Ludwig Mies van der Rohe (Maria Ludwig Michael Mies) is considered one of the true pioneers of modern architecture. He might also have been responsible for making the ”less is more” saying quite popular since he used it quite often. And it’s no wonder since he characterized his own buildings as being “skin and bones”, a consequence of a clear and simple style, with a amazingly open spaces.
He was born in 1886 and he took his first steps towards his future career in his father’s stonemasonry in Aachen, Germany. These early experiences helped him get in touch with the ideas of material, structure and potential transformation. His first independent work was the Riehl House and he got this job when he was only 21, while working for Bruno Paul. But it was his residential pieces and furniture design that would be the solid base of his celebrity, although he was dreaming about skyscrapers even in his early years.
In 1912 he was moving to Berlin and his work gradually turned him into the leader of the modernist trend in Germany, status that gave him the opportunity to design the German Pavilion for the Barcelona Industrial Exposition in 1929. What came next is in the history books, since his project challenged a lot of his time’s principles and turned into a genuine milestone.
Actually, it was this project that also helped create another one of Rohe’s famous works – the Barcelona Chair. It was designed specifically for the members of the Royal House in Spain, but it wasn’t actually used by them at the event. However, considering its intended purpose, Mies (this seems to have been his favorite name) looked for inspiration in a stool used by the Roman aristocracy. Nowadays, the steel/chromed frame is still made mostly by hand and the design of the Barcelona Chair is still as fresh as it was when it was first created. Its simple, elegant and curvy lines still influence architects and designers and they have been doing so for several generations now. Actually, the statement that it became an object of status for young architects in the ’70s and ’80s really wouldn’t be an exaggeration.

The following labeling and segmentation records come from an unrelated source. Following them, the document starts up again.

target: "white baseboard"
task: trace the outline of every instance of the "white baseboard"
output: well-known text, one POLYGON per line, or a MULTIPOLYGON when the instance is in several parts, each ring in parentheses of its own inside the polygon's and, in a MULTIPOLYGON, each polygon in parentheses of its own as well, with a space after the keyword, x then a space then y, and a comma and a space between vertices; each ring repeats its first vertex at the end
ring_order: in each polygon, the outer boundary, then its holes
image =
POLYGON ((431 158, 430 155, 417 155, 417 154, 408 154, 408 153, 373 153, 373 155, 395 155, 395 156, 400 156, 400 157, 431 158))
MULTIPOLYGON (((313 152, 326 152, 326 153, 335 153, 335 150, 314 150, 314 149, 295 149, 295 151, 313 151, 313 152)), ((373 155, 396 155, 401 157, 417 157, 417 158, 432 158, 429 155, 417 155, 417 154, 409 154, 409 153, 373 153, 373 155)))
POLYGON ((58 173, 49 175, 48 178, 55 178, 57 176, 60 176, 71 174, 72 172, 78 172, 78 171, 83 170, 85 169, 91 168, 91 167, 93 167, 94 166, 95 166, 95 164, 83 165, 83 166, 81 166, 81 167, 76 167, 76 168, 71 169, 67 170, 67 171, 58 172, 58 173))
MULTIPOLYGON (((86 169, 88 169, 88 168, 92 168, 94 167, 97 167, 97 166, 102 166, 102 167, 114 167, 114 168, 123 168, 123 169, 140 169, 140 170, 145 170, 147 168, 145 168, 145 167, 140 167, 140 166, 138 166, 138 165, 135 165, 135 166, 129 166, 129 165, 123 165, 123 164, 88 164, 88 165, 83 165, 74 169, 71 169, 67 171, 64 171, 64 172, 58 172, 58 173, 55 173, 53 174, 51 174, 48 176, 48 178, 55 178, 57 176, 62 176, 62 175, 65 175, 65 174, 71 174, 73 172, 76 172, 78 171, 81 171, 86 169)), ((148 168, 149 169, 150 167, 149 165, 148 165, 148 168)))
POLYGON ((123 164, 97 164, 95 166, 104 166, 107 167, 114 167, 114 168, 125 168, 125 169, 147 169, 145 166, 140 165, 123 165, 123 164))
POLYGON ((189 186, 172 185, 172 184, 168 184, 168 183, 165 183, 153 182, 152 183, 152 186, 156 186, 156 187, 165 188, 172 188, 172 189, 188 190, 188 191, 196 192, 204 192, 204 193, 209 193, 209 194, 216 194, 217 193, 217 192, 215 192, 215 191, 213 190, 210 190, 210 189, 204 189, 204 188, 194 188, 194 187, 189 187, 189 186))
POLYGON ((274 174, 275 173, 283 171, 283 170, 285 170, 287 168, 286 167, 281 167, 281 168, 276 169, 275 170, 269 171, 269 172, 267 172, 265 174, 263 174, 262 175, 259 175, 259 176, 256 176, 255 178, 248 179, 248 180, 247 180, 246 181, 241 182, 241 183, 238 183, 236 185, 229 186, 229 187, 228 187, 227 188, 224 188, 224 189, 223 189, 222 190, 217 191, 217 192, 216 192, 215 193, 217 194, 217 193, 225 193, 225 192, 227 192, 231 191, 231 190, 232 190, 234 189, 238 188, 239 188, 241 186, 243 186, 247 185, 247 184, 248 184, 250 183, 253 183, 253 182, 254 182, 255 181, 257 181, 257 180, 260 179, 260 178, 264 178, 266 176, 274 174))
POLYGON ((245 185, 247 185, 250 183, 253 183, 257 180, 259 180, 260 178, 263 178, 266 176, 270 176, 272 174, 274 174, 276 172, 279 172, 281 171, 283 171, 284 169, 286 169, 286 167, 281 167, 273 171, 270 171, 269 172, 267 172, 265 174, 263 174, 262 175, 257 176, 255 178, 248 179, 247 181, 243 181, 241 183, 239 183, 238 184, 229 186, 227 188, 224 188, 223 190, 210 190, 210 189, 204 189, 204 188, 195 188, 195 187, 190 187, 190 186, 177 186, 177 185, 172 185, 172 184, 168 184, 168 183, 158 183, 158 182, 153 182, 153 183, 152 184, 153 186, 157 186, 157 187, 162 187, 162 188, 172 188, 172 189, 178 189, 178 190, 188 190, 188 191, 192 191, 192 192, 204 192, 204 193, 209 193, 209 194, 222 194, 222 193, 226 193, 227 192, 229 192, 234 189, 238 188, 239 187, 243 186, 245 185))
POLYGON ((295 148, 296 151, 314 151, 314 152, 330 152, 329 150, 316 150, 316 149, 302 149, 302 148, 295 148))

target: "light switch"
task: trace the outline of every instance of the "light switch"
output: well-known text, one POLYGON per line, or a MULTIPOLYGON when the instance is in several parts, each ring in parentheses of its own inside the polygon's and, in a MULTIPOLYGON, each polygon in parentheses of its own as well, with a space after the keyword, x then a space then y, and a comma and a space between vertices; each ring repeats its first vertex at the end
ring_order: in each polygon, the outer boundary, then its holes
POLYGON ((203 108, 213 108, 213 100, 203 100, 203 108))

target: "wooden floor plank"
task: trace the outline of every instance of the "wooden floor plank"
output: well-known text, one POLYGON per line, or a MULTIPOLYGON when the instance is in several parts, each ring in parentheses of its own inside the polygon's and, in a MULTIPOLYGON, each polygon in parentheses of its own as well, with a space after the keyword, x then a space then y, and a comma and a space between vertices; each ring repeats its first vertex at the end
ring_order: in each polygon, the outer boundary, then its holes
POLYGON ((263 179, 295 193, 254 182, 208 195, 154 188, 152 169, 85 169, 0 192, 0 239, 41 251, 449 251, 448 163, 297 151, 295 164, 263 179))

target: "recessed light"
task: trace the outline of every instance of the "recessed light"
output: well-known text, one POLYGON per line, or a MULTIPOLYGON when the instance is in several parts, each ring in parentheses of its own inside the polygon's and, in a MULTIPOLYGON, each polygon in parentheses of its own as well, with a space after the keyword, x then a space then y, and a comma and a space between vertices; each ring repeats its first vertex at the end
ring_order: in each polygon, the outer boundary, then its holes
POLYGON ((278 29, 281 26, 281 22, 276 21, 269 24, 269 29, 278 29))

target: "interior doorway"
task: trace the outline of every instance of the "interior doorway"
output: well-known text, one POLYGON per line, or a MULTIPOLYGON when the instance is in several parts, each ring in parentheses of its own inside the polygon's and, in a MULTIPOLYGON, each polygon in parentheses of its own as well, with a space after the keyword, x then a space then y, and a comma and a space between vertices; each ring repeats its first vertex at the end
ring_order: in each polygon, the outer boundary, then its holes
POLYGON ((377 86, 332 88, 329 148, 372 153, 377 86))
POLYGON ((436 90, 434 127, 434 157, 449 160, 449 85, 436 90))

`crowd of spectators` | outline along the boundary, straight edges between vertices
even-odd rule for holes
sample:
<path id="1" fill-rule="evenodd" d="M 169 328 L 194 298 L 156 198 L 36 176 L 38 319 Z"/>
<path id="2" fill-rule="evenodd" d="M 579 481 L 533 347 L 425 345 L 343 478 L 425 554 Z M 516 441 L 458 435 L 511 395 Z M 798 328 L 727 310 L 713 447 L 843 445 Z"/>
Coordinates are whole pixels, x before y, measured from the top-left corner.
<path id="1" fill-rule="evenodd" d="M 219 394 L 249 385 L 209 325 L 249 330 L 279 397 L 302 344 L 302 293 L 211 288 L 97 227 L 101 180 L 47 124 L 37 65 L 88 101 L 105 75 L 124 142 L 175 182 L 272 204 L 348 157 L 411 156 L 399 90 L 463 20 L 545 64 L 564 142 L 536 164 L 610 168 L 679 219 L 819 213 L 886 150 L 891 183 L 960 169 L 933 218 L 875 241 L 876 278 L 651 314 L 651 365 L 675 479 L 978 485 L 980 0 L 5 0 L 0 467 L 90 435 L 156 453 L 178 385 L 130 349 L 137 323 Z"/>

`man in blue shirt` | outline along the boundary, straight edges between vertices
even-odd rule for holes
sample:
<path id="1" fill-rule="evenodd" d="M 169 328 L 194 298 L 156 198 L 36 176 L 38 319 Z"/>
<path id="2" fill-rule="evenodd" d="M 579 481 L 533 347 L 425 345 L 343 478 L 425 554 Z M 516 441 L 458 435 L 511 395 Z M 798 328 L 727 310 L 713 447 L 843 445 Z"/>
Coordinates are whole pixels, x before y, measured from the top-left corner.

Of course, such a success would leave its mark on the architect’s career and his fame kept growing. In 1930 he became director of Bauhaus, but in 1933 he had to give up on this job because of Nazi pressure. In fact, it was this pressure that drove him to the United States, in 1938. But his 31 years in USA meant a lot of remarkable residential projects, skyscrapers and educational programs, a lot of which truly influenced the world of architecture.